Türkiye’de polis gözaltısındayken gördüğü işkence sonucu hayatını kaybeden ve savcılığın ölümüyle ilgili takipsizlik kararı verdiği merhum öğretmen Gökhan Açıkkollu hakkında Birleşmiş Milletler (BM) İnsan Hakları Komitesi çok önemli bir karar açıkladı.
Birleşmiş Milletler (BM) İnsan Hakları Komitesi KHK'lı öğretmen Gökhan Açıkkollu’nun işkence ve kötü muamele sonucu hayatını kaybettiğine, Bylock ve Bank Asya gibi iddialarla gözaltına alınması sebebiyle de özgürlük ve güvenlik hakkının ihlaline karar verdi.

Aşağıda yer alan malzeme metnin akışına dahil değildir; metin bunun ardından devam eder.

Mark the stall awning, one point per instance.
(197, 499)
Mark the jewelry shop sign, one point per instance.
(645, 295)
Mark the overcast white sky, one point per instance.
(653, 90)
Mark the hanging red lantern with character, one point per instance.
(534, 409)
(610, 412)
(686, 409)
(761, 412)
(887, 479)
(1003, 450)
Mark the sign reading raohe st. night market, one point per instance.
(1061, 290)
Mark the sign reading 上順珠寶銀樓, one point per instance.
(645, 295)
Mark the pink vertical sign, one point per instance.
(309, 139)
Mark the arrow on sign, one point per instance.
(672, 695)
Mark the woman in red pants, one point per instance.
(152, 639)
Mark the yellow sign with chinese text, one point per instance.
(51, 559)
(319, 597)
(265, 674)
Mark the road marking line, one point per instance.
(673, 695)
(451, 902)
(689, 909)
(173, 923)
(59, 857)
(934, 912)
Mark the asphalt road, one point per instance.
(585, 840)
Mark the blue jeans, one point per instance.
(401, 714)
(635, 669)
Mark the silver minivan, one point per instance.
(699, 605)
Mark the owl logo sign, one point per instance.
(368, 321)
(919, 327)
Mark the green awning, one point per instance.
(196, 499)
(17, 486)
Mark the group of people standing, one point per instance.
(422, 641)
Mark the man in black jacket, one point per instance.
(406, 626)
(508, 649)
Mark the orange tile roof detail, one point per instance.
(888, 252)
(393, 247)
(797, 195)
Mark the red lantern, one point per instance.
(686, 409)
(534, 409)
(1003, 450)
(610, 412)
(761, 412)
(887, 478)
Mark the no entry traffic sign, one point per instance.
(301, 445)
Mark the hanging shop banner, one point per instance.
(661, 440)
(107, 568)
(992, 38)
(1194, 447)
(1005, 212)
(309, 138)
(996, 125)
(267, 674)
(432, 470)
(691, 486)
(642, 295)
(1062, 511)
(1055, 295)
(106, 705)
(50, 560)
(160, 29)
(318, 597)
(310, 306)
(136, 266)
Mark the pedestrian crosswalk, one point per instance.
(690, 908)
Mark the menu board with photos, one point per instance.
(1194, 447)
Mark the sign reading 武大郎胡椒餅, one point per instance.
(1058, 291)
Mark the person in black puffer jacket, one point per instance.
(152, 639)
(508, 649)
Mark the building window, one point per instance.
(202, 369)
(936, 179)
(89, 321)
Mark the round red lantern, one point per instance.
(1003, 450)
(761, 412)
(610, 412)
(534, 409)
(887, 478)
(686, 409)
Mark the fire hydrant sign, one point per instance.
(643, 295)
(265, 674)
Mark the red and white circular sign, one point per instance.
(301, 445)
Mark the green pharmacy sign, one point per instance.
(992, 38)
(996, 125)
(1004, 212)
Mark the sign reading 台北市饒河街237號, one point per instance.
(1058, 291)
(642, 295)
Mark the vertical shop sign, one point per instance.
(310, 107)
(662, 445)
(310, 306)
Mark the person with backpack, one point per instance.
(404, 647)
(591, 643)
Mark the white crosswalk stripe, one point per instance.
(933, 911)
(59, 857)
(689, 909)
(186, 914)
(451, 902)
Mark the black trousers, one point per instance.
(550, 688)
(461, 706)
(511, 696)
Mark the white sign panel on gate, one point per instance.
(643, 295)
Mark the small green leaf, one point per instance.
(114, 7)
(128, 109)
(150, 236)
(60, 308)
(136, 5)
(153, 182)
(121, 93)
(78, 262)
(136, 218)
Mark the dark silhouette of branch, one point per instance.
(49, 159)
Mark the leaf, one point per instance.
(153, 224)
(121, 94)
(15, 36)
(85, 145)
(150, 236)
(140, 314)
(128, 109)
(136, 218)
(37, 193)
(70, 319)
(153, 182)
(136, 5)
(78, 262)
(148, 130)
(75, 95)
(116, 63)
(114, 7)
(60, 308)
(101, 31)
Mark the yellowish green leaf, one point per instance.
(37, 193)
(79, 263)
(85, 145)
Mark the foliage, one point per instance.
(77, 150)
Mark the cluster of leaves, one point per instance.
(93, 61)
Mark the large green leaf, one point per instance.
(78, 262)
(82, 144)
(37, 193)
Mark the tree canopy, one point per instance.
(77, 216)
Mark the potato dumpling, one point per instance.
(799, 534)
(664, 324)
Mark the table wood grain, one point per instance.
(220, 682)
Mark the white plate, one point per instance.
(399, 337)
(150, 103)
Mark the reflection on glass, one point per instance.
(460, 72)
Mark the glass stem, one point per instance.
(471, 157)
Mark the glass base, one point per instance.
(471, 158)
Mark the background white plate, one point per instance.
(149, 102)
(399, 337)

15 Temmuz 2016 sonrasında KHK’le ile işinden atılan sonra gözaltına alınarak işkence edilerek öldürülen ve vatan haini ilan edilen Gökhan Açıkkollu, hainler mezarlığına gömülmek istenilmişti. Daha sonra “pardon” denilerek işine iade edilen Açıkkollu, OHAL döneminin kurbanlarından biriydi. BM’nin bu kararıyla birlikte, Açıkkollu'nun haksız ve keyfi şekilde gözaltına alındığı, işkence ve kötü muamele sonucu yaşamını yitirdiği ve İstanbul Savcılığı’nın verdiği takipsizlik kararının yanlış olduğu ve ölümüyle ilgili etkin bir soruşturma yapılmadığı Birleşmiş Milletlerin en üst yargı mercii tarafından tescillenmiş oldu.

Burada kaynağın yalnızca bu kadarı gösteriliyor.